「大英博物館プレゼンツ 北斎」
大英博物館が開催した北斎の企画展に即して、北斎という画家と作品を描写した映画。企画展の裏話のような楽屋オチは一切なく、北斎という人間を、その膨大な作品を通して読み解こうとする試みに集中していて、とても好感が持てる。
実際のところ、よく知らなかった。すごい人なんだなということは漠然とわかっていたけれど、せいぜい富嶽三十六景がお茶漬けのカードになってたなくらいの理解しかない無学無教養なのだ。
それが、この映画を見ると、彼の画がどんな思想に基づいていたか、とか、90歳までの人生でどのような変転があって、それが画にどのような変化、というか進歩をもたらしたか、といったことに触れることができる。

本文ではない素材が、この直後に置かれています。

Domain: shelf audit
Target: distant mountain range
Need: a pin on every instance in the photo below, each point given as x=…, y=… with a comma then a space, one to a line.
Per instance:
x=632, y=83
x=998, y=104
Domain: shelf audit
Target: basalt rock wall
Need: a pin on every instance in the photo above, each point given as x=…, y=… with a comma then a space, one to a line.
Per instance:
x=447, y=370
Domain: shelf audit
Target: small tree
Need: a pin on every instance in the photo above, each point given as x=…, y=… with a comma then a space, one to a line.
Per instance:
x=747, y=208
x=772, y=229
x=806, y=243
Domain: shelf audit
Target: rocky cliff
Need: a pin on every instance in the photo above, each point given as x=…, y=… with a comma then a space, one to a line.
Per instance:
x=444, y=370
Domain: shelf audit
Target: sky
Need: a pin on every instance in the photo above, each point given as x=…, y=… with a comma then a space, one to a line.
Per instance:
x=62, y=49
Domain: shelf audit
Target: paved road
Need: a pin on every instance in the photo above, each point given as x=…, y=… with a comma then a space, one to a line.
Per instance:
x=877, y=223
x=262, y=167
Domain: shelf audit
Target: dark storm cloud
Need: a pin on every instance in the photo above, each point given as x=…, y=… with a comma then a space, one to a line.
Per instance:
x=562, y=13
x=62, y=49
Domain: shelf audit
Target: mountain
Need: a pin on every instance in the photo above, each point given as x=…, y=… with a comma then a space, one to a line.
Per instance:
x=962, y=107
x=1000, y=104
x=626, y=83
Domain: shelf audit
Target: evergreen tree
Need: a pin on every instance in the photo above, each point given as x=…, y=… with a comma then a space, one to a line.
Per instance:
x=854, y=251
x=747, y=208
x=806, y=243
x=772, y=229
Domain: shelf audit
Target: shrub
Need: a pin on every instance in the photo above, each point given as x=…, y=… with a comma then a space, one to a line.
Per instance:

ありがたいですな。
彼とその作品群を絶賛する英国人が、映画の中にたくさん登場するのだが、彼らの視点は2つある。一つは、万物に魂が宿るというアニミズムに何かを感じる視点。もうひとつは、年齢を重ねるほどに技巧が熟達し限界を感じさせない精神の自由さを称揚する視点。この二つが同居している北斎の人柄に、英国人はいたく感動したようだ。
まあ、我々日本人としては、比較的普遍的なものだと思うのだが、彼らにとってはそうではないらしい。
それにしても、80歳を超えてからの肉筆画の迫力はすごい。NHKの8Kカメラを持ち込んで、肉眼ではわからない細かなところまで観察しているのだが、その筆致の精密さはおどろくばかり。
ひたすら圧倒されました。
こういうのを映画にしてくれるのって嬉しいです。